Digital Media & Learning Grant Guidelines

Understand guideline and funding cycles

MacArthur publishes program guidelines to help applicants determine whether their idea for a grant fits within a particular grantmaking strategy.

As a general rule, applicants should base this decision on three related criteria that appear in program guidelines: the topical focus addressed by the grantmaking strategy; the geographic area covered by the grantmaking strategy; and, finally, the type of funding (i.e., general operating support, research, program support, etc.) that supports the grantmaking strategy.

Like most strategic grantmaking foundations, the MacArthur Foundation considers funding only those applications that closely match the topical, geographic, and funding criteria for a specific grantmaking strategy.

The Foundation is not accepting unsolicited proposals for work in digital media and learning at this time. Recipients are identified through staff deliberations resulting from consultations with current grantees and others in the field.

Overview

One of the most significant forces shaping student learning and educational experiences in and out of school in the 21st century is rapidly evolving new technologies, including digital media. Through research, demonstrations, and innovations in schools, libraries, museums and other institutions, MacArthur is exploring that trend and helping to build a new interdisciplinary field at the intersection of digital media and learning. From the work, a new way of thinking about and supporting learning, called "connected learning," has emerged. It posits that the most robust and enduring learning takes place at the intersection of activities that engage young people’s personal interests, their peer culture, and academics.

Through 2013, the Foundation has awarded grants totaling more than $150 million. With support to scholars, educators, designers, and practitioners, the Foundation continues to explore and expand on the hypothesis that digital media use is changing how young people think, learn, interact, confront ethical dilemmas, and engage in civic life, and that there are significant implications for the formal and informal institutions — schools, libraries, and museums among them — that are responsible for educating American youth. After an initial exploratory phase, the current focus is on advancing the notion of Connected Learning, demonstrating Connected Learning in action in several sites, and creating the conditions for broad understanding and adoption.


Questions about this grantmaking area can be addressed to Senior Executive Secretary Karen Hott.


What MacArthur Funds

Research and Design

Grants focus on establishing a new approach to learning research and design experimentation. Foundation funded research includes ethnographic studies, surveys, interdisciplinary research networks—one on youth and participatory politics and another on connected learning—and other projects that examine what young people are doing online, their views on such activities, and the knowledge, skills, and competencies they are gaining.

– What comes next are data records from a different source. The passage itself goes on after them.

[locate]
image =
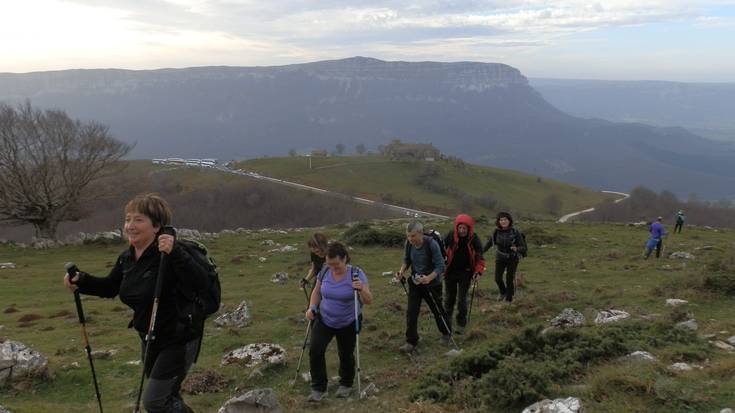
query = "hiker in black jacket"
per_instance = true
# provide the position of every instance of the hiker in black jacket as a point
(509, 247)
(133, 278)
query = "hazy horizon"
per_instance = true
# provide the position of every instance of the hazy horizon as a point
(676, 40)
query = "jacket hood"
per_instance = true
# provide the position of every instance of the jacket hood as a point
(467, 220)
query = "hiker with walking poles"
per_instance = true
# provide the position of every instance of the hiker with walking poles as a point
(510, 246)
(656, 239)
(680, 219)
(151, 277)
(335, 310)
(318, 248)
(465, 265)
(423, 256)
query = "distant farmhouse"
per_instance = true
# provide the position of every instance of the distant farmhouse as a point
(399, 151)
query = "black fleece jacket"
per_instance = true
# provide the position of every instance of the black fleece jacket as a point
(135, 281)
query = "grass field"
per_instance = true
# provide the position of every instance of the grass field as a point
(378, 178)
(583, 266)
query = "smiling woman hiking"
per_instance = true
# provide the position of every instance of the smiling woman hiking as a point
(152, 277)
(336, 301)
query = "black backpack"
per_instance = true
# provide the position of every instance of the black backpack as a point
(208, 301)
(516, 235)
(439, 241)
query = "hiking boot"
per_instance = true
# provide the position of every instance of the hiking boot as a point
(343, 392)
(316, 396)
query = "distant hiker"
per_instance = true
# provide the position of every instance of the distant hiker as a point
(332, 309)
(656, 239)
(133, 278)
(680, 218)
(423, 255)
(464, 265)
(510, 246)
(318, 246)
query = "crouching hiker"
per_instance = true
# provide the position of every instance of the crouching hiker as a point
(332, 312)
(154, 258)
(423, 255)
(509, 245)
(465, 264)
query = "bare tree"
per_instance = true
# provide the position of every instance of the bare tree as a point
(47, 163)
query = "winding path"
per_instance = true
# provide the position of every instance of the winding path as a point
(566, 217)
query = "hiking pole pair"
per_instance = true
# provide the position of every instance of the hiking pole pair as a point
(441, 315)
(151, 334)
(355, 277)
(72, 271)
(472, 300)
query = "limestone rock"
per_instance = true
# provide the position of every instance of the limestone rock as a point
(568, 405)
(640, 356)
(18, 361)
(688, 325)
(568, 318)
(238, 318)
(279, 277)
(682, 255)
(254, 354)
(254, 401)
(610, 316)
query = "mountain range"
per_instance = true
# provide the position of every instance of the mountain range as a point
(485, 113)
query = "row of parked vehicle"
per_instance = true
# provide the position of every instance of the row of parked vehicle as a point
(207, 162)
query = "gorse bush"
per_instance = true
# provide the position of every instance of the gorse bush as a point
(365, 235)
(527, 367)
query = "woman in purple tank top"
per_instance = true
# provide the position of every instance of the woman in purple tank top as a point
(332, 311)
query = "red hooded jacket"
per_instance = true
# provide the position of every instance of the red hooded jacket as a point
(474, 245)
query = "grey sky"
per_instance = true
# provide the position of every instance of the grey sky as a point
(647, 39)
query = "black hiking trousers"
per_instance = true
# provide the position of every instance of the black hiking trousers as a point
(166, 369)
(457, 284)
(509, 266)
(321, 335)
(416, 293)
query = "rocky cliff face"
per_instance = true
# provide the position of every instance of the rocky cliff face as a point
(484, 112)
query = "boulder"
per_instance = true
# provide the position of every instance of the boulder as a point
(640, 356)
(18, 361)
(682, 255)
(279, 277)
(687, 325)
(238, 318)
(254, 401)
(254, 354)
(568, 318)
(723, 346)
(610, 316)
(568, 405)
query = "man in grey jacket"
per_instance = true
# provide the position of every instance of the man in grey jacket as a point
(423, 256)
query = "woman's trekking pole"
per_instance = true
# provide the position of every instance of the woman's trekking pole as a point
(355, 277)
(472, 300)
(72, 271)
(151, 335)
(303, 348)
(433, 304)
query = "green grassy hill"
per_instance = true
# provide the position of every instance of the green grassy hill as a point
(587, 267)
(444, 187)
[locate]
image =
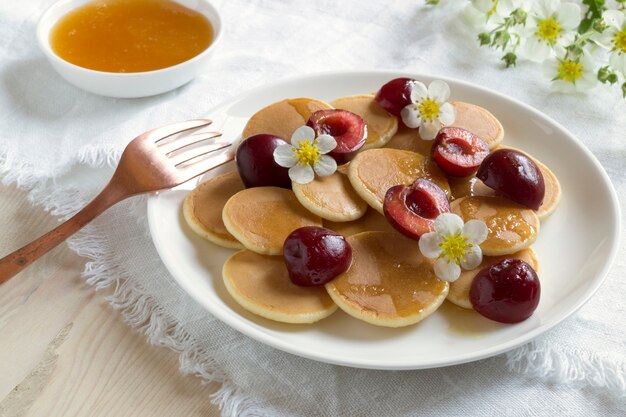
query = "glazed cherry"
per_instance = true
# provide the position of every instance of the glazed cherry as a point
(507, 291)
(515, 176)
(458, 152)
(315, 255)
(347, 128)
(395, 95)
(256, 165)
(412, 209)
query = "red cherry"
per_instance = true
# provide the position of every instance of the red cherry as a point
(458, 152)
(507, 291)
(412, 209)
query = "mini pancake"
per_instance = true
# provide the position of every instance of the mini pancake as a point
(389, 283)
(459, 289)
(371, 221)
(374, 171)
(261, 218)
(479, 121)
(331, 197)
(202, 208)
(410, 140)
(553, 192)
(284, 117)
(261, 285)
(512, 227)
(381, 126)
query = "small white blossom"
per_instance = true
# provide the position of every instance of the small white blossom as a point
(454, 245)
(429, 109)
(570, 76)
(614, 38)
(306, 155)
(552, 24)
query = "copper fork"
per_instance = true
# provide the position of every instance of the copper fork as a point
(149, 163)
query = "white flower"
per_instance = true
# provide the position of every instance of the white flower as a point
(614, 38)
(306, 156)
(570, 76)
(454, 244)
(552, 24)
(429, 110)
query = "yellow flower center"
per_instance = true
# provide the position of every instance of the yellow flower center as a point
(569, 71)
(454, 248)
(549, 30)
(429, 109)
(619, 42)
(307, 153)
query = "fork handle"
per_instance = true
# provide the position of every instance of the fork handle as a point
(15, 262)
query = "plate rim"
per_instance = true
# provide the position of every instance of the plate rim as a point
(277, 343)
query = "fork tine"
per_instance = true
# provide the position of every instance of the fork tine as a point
(197, 152)
(200, 167)
(180, 143)
(163, 132)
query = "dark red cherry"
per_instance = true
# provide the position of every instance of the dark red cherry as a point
(256, 165)
(347, 128)
(515, 176)
(315, 255)
(458, 152)
(395, 95)
(412, 209)
(507, 291)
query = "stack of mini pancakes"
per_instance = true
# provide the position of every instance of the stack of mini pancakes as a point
(389, 283)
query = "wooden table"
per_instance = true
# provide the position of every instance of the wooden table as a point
(65, 352)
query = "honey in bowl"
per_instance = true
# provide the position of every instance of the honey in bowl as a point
(130, 35)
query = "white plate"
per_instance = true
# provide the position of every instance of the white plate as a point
(575, 247)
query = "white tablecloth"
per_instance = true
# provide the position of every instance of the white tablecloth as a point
(61, 143)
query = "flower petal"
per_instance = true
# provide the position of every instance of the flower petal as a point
(447, 114)
(447, 271)
(418, 91)
(472, 259)
(439, 90)
(447, 224)
(411, 116)
(302, 133)
(428, 131)
(325, 166)
(302, 174)
(326, 143)
(283, 155)
(429, 244)
(475, 231)
(568, 15)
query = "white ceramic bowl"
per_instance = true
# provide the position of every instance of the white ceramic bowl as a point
(126, 85)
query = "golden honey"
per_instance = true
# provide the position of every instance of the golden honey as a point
(130, 35)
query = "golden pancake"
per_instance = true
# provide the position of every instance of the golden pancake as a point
(374, 171)
(261, 218)
(371, 221)
(331, 198)
(381, 126)
(284, 117)
(479, 121)
(389, 283)
(261, 285)
(203, 206)
(459, 289)
(410, 140)
(512, 227)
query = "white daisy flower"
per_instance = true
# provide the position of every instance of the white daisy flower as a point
(454, 244)
(570, 76)
(614, 38)
(552, 24)
(429, 110)
(306, 156)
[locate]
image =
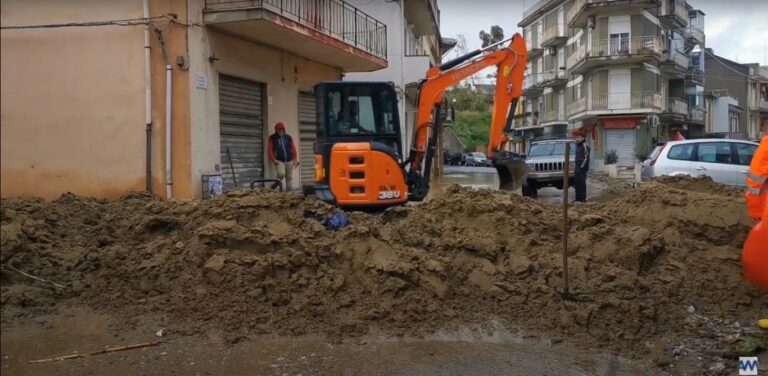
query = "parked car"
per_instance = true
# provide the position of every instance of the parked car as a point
(477, 159)
(726, 161)
(545, 165)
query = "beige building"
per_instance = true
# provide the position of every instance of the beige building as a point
(94, 111)
(413, 29)
(623, 70)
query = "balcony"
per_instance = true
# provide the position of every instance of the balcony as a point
(674, 63)
(330, 32)
(676, 110)
(552, 78)
(580, 11)
(554, 36)
(694, 35)
(616, 51)
(696, 114)
(676, 16)
(615, 103)
(552, 117)
(531, 84)
(694, 75)
(758, 73)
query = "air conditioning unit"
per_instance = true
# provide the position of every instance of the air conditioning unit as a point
(653, 121)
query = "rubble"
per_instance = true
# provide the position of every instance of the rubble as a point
(260, 262)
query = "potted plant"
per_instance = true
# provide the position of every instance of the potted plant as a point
(611, 157)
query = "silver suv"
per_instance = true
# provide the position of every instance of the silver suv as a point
(545, 165)
(726, 161)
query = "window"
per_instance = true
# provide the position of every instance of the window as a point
(744, 153)
(733, 122)
(360, 110)
(714, 152)
(681, 152)
(619, 43)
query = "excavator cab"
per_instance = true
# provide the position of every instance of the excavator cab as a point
(359, 156)
(358, 152)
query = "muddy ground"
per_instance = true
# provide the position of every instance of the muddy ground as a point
(655, 271)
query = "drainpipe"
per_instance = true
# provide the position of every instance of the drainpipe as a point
(168, 147)
(148, 97)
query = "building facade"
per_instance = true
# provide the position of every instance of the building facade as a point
(413, 29)
(105, 108)
(624, 71)
(747, 84)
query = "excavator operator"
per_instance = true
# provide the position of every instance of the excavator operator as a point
(755, 254)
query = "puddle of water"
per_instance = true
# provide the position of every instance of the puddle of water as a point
(482, 349)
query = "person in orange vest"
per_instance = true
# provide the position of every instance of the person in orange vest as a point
(755, 254)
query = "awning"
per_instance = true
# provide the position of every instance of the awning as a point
(620, 122)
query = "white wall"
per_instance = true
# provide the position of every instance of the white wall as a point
(720, 113)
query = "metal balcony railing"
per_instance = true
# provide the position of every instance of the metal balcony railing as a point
(696, 113)
(577, 106)
(552, 32)
(677, 106)
(336, 18)
(578, 54)
(576, 6)
(678, 58)
(626, 46)
(677, 9)
(626, 101)
(550, 116)
(694, 32)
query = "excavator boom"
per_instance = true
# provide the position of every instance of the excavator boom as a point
(510, 61)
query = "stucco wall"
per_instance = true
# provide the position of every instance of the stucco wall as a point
(72, 108)
(284, 75)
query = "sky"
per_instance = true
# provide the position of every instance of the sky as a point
(734, 29)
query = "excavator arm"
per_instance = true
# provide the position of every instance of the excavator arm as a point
(510, 61)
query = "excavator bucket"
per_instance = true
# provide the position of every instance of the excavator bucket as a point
(512, 173)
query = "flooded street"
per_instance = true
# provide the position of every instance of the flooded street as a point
(487, 178)
(482, 350)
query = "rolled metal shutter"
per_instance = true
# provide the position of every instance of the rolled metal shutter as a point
(623, 141)
(241, 123)
(307, 137)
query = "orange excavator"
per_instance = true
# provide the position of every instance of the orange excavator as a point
(358, 152)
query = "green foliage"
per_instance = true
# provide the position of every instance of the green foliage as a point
(496, 35)
(472, 127)
(463, 98)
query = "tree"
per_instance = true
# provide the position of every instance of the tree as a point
(496, 35)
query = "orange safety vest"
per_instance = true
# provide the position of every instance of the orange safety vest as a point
(755, 254)
(757, 181)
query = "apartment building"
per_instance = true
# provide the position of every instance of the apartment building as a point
(413, 29)
(104, 108)
(748, 85)
(621, 70)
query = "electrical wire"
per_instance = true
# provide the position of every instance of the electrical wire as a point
(122, 22)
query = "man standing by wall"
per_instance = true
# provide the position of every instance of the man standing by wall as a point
(582, 167)
(283, 154)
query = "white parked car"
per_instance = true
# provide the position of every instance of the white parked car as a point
(726, 161)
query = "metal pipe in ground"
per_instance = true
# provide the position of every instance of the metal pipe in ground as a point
(566, 169)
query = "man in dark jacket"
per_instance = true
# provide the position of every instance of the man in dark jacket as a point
(282, 152)
(582, 167)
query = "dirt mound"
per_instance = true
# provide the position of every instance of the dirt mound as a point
(658, 265)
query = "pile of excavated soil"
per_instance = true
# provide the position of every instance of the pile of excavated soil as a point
(654, 268)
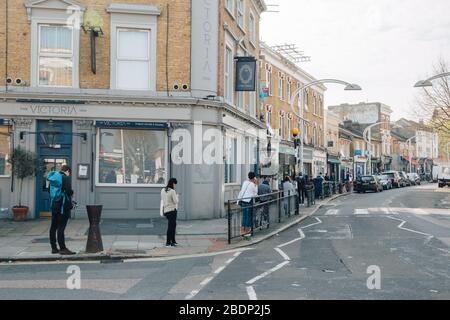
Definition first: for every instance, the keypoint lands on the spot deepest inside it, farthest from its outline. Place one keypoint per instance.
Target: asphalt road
(391, 245)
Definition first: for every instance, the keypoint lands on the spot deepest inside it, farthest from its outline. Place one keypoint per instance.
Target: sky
(385, 46)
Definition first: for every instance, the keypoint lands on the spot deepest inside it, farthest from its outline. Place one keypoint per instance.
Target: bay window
(132, 157)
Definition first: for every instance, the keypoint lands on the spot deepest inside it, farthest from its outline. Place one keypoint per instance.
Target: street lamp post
(348, 87)
(448, 153)
(409, 142)
(367, 135)
(428, 82)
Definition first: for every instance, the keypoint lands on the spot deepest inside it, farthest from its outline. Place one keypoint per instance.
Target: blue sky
(386, 46)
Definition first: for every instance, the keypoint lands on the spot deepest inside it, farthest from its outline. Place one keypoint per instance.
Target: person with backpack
(61, 205)
(169, 208)
(248, 193)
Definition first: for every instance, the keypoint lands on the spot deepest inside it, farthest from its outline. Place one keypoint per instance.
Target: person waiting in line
(248, 193)
(288, 192)
(61, 194)
(301, 184)
(169, 201)
(264, 193)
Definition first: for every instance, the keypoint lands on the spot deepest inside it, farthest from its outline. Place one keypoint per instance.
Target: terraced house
(281, 77)
(107, 86)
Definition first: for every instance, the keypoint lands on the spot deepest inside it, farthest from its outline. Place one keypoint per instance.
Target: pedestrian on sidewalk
(288, 192)
(264, 193)
(301, 188)
(248, 193)
(61, 194)
(169, 199)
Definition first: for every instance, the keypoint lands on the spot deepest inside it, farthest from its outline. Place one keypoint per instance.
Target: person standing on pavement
(301, 188)
(288, 191)
(264, 193)
(61, 206)
(169, 199)
(248, 193)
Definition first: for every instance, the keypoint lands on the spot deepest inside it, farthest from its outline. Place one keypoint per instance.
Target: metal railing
(263, 211)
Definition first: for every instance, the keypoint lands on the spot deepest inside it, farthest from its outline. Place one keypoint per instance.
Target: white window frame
(252, 104)
(140, 18)
(237, 172)
(269, 81)
(289, 91)
(281, 128)
(229, 6)
(152, 85)
(252, 29)
(36, 24)
(109, 185)
(9, 153)
(281, 87)
(289, 129)
(228, 75)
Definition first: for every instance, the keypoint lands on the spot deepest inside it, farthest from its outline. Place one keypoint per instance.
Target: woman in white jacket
(169, 201)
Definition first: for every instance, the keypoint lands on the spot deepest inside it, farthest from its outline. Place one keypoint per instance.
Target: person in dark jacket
(59, 220)
(264, 192)
(301, 188)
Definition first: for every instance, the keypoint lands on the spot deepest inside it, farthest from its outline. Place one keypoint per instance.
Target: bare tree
(434, 103)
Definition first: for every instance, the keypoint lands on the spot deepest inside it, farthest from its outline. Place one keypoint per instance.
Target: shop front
(287, 162)
(308, 162)
(319, 162)
(120, 155)
(334, 167)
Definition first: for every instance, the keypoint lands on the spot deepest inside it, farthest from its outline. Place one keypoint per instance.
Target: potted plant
(24, 165)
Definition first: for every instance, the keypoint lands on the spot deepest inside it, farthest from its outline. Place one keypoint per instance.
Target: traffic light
(295, 134)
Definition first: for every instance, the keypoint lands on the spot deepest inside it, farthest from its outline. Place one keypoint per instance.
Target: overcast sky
(385, 46)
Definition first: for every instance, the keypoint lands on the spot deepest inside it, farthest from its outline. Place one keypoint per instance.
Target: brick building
(107, 87)
(280, 78)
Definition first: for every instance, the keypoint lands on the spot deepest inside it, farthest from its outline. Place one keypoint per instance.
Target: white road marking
(251, 293)
(283, 254)
(403, 222)
(332, 212)
(206, 281)
(361, 211)
(265, 274)
(310, 225)
(302, 236)
(215, 274)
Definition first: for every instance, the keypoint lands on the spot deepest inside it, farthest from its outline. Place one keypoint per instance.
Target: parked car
(368, 183)
(414, 178)
(444, 177)
(405, 179)
(386, 183)
(396, 179)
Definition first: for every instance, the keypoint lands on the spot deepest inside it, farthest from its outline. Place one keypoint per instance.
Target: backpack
(55, 180)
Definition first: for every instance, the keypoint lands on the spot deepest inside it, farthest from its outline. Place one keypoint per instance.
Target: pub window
(132, 157)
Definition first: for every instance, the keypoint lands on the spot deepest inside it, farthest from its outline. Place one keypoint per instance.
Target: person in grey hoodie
(170, 206)
(264, 193)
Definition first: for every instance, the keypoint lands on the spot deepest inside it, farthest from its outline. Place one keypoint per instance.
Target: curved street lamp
(408, 142)
(428, 82)
(348, 87)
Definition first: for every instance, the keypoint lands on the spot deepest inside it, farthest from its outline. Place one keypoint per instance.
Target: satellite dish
(92, 20)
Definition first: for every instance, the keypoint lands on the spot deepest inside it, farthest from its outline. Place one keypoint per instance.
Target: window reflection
(132, 157)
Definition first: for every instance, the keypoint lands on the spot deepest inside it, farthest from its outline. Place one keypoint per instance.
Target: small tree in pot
(24, 165)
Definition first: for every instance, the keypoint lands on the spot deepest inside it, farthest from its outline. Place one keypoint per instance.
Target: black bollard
(94, 244)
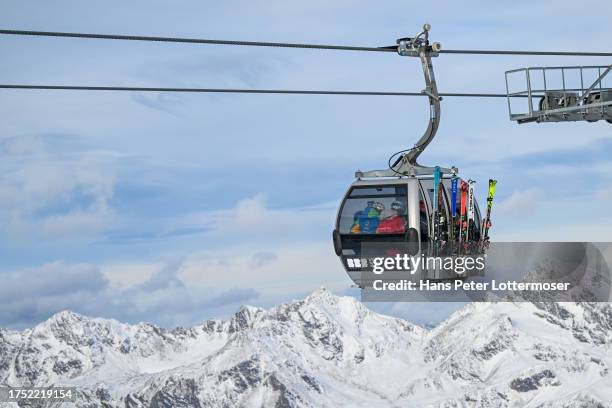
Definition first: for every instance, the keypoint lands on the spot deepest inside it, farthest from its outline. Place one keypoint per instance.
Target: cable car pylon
(406, 164)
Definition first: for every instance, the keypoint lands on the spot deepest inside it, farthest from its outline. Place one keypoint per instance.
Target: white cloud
(521, 202)
(45, 195)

Scale, Spread, and Field Building

To continue building the digital media and learning field and spread new approaches to learning, the grant portfolio includes the MacArthur Foundation Series on Digital Media and Learning and the MacArthur Foundation Reports on Digital Media and Learning. A website with resources and
research related to connected learning and the Digital Media and Learning Research Hub, an international research center at the University of California, Irvine, are additional resources for the field.

Innovation Labs

MacArthur supports experimentation in several types of institutions—libraries, museums, schools, community centers, afterschool programs—to demonstrate what connected learning could look like in action. These include:

  • Hive Learning Networks are open, connected networks of institutions and organizations in cities that seek to create opportunities for youth to explore their interests across institutions in both digital and physical spaces. Currently active in Chicago, New York City, and Pittsburgh—with other locations under development—Hives fund innovative youth programming through public-private partnership support.
  • Quest to Learn is an innovative school model—with campuses in New York City and Chicago— developed in response to growing evidence that digital media and games offer powerful models for reconsidering how and where young people learn. Quest schools are designed to bridge old and new literacies, with students working through a challenge-based curriculum.
  • YOUmedia—which first opened at the Chicago Public Library’s downtown Harold Washington Library Center in 2009—is an innovative teen space for engagement and learning based on MacArthur-supported research. Expansion to other libraries, museums and community based organizations around the country is supported by funds from the Foundation and the Institute of Museum and Library Services.
Digital Media and Learning Competition

To encourage innovation and provide resources for new learning environments, the Foundation funds the Digital Media and Learning Competition. Administered by HASTAC (Humanities, Arts, Science, and Technology Alliance and Collaboratory), and supported by a grant to the University of California, Irvine, the competition invites U.S. and international participants to compete for grant awards for domestic and international projects that use digital or new media as platforms for connected learning. The most recent competition supported teams of practitioners and designers to develop digital badge systems, an alternative learning assessment and credentialing mechanism that is managed online.
Other projects in Digital Media and Learning are generally identified through staff deliberation and consultation with experts in the field.